A problem that may occur during operation of color picture tubes is video aliasing. Video aliasing is an artifact, defect or distortion in a video picture usually occurring when video signals contain high frequencies. Aliasing can occur with both analog and digital video signals. With analog video, aliasing is usually caused by interference between two frequencies, such as might occur between high luminance frequencies and the horizontal spatial frequency due to the horizontal periodicity of the shadow mask of the tube. This aliasing appears as moire or herringbone patterns. With digital video, aliasing is caused by insufficient sampling or poor filtering of the digital signal, and shows up as jagged edges on diagonal lines and fluctuations in picture detail.

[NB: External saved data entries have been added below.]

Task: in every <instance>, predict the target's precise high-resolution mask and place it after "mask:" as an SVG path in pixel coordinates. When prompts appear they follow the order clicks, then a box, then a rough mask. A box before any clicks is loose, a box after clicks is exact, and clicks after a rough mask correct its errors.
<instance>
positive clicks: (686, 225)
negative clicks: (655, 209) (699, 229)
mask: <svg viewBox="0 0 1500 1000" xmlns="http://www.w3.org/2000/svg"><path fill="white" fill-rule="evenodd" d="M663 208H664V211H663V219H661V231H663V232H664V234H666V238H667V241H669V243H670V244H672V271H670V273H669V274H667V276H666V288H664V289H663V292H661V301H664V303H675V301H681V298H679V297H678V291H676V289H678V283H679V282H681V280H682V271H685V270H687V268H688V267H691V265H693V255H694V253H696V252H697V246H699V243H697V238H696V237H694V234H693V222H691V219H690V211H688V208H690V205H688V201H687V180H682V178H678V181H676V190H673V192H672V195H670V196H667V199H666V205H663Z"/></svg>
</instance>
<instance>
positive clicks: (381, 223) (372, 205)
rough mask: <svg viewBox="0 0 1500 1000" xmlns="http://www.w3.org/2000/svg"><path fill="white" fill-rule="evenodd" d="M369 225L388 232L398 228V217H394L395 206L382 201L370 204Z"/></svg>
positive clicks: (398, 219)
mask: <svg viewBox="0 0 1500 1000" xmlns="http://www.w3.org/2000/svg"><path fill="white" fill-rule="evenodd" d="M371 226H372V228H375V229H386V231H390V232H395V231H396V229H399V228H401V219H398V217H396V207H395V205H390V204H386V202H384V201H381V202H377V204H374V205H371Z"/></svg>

In video systems, aliasing will result when an image is sampled that contains frequency components above the Nyquist limit for the sampling rate. The Nyquist frequency (f.sub.N) is the maximum frequency that a shadow mask can theoretically represent. The easiest solution to this aliasing problem is to increase the Nyquist frequency of the tube by decreasing the horizontal screen pitch. However, this solution has both cost and production limits. Another solution is to design an electron gun which has a larger beam spot at low current. However, a larger beam spot may degrade tube resolution to an unacceptable extent. Therefore, there is a need for solutions to the video aliasing problem which do not have these limitations.